A internet teve papel fundamental nas relações amorosas, especialmente a partir do século XXI. No início da internet as tecnologias permitiram a manutenção de relacionamentos de longas distâncias onde o contato físico não existe. Diferente do correio ou telefone, a internet permitiu não apenas uma comunicação mais constante entre pessoas afastadas, mas criou espaços para que as pessoas se conhecessem. No entanto, esses espaços são virtuais. As salas de bate-papo, ou chats permitem a interação de várias pessoas ligadas por localidades ou interesses diversos. A presença física (a beleza, os esterótipos e padrões estéticos) que em muitos casos podem ser barreiras para que pessoas se conheçam, no campo virtual, podem ser amenizadas.

Hoje a facilidade para enviar fotos e até mesmos vídeos pela internet tem facilitado ainda mais as relações virtuais, incluindo o sexo virtual. Pessoas que vivem geograficamente distantes se relacionam sem nenhum contato físico ou com poucos encontros.

Mas com uma dinâmica diferente, o virtual pode contribuir para que as pessoas se apresentem de forma diferente, permitindo a troca de ideias e diálogos antes do impacto das questões físicas:

No entanto, o amor virtual não se trata apenas de um relacionamento tradicional a distância. O que pode separar as pessoas pode ser o fato de uma delas já ser casada, por exemplo (fato que tem causado muitos debates sobre internet e fidelidade conjugal).

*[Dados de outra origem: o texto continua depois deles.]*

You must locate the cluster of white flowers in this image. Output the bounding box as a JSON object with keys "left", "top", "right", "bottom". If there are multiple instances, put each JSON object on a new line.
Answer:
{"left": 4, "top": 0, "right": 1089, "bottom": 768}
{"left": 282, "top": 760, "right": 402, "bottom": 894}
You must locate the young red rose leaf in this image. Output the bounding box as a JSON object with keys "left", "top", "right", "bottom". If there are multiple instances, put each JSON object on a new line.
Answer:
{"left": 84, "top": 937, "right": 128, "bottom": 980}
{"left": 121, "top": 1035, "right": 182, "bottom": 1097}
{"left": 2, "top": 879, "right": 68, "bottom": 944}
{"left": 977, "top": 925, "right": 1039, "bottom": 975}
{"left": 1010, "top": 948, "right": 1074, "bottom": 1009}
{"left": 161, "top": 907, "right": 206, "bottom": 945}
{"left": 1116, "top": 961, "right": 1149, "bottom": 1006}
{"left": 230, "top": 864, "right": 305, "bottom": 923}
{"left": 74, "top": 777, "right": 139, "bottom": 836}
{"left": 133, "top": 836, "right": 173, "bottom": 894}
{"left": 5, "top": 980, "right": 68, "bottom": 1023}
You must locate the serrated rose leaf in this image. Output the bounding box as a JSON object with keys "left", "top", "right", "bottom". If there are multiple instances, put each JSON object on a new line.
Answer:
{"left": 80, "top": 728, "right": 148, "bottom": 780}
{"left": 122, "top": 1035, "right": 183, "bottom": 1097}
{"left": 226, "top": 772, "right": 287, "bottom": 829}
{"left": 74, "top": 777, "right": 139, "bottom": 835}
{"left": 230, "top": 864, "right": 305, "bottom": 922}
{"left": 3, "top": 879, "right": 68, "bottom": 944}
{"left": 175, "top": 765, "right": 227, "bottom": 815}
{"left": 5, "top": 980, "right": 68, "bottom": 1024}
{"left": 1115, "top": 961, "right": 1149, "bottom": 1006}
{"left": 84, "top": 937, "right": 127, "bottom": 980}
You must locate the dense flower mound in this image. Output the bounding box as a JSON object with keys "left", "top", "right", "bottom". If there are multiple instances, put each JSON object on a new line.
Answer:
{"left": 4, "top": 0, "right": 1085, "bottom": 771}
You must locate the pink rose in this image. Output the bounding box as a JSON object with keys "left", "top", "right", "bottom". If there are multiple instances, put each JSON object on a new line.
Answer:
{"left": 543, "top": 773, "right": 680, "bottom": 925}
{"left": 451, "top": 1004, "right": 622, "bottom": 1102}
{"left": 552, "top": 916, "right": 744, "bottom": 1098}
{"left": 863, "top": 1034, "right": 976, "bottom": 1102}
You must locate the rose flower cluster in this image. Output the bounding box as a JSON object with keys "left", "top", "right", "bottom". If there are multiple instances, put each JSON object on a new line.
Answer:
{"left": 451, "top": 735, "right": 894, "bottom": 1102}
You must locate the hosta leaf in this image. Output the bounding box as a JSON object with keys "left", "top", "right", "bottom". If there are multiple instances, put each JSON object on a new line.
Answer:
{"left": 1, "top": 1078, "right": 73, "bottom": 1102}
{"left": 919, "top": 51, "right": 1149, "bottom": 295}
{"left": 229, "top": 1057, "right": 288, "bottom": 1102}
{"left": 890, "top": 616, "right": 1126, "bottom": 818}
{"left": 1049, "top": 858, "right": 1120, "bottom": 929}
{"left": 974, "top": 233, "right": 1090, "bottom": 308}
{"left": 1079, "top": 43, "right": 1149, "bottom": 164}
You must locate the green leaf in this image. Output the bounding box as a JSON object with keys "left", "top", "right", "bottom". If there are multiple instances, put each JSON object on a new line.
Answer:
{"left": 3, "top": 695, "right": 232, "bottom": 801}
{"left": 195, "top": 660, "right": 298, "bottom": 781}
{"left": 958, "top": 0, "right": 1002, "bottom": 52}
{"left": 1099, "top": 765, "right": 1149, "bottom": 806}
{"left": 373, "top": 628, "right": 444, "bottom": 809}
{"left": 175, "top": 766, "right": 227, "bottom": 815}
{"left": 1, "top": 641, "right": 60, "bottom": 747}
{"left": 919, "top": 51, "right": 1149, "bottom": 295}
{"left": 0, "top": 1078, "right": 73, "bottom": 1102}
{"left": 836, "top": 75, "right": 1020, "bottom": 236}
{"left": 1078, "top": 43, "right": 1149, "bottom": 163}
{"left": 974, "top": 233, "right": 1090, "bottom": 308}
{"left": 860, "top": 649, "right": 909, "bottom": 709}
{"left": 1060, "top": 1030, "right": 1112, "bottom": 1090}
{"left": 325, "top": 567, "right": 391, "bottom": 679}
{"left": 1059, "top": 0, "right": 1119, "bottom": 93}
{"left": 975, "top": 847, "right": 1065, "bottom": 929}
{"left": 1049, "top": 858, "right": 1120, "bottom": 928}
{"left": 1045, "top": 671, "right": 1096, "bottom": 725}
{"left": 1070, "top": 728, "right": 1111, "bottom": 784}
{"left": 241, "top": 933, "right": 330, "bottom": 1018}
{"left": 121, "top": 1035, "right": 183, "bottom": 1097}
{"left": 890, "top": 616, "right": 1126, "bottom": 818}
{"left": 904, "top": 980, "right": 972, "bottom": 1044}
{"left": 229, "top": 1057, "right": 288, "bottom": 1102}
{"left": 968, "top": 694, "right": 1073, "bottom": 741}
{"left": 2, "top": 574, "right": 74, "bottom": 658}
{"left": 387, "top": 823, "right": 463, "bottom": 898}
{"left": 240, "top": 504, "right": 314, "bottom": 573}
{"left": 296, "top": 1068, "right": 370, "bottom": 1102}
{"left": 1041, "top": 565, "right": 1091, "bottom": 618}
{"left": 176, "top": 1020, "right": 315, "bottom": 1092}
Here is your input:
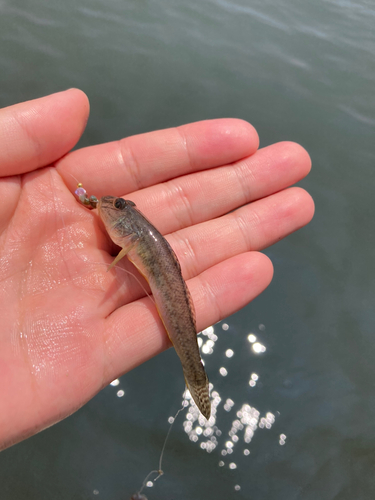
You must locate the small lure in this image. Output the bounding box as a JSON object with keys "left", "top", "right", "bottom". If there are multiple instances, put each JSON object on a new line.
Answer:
{"left": 75, "top": 184, "right": 99, "bottom": 208}
{"left": 75, "top": 185, "right": 211, "bottom": 419}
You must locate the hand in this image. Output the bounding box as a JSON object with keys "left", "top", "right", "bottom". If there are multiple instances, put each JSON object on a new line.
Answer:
{"left": 0, "top": 89, "right": 314, "bottom": 450}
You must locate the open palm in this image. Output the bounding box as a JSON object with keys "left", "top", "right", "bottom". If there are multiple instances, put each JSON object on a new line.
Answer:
{"left": 0, "top": 89, "right": 314, "bottom": 450}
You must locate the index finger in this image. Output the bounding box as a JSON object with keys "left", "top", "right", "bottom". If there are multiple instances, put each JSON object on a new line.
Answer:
{"left": 56, "top": 118, "right": 259, "bottom": 198}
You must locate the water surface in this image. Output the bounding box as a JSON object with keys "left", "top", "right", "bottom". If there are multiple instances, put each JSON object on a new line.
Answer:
{"left": 0, "top": 0, "right": 374, "bottom": 498}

A internet, como já citamos, tem criado novas ferramentas para adeptos do menage-à- trois, do swing e do poliamor, facilitando encontros, pois ajuda a unir interesses comuns independente da localização geográfica, ao mesmo tempo em que mantém certo anonimato, criando um espaço mais seguro para que os interessados manifestem suas preferências e desejos.

O que é posto, e não parece ter mais volta, é que não existe mais apenas uma maneira de se relacionar. As novas formas de relacionamento estão aí, vieram para ficar e apresentam reflexo de uma sociedade conectada que preza sua individualidade e liberdade, colocando estes valores acima do relacionamento monogâmico “feliz para sempre”.

*As opiniões contidas neste artigo são de responsabilidade do autor.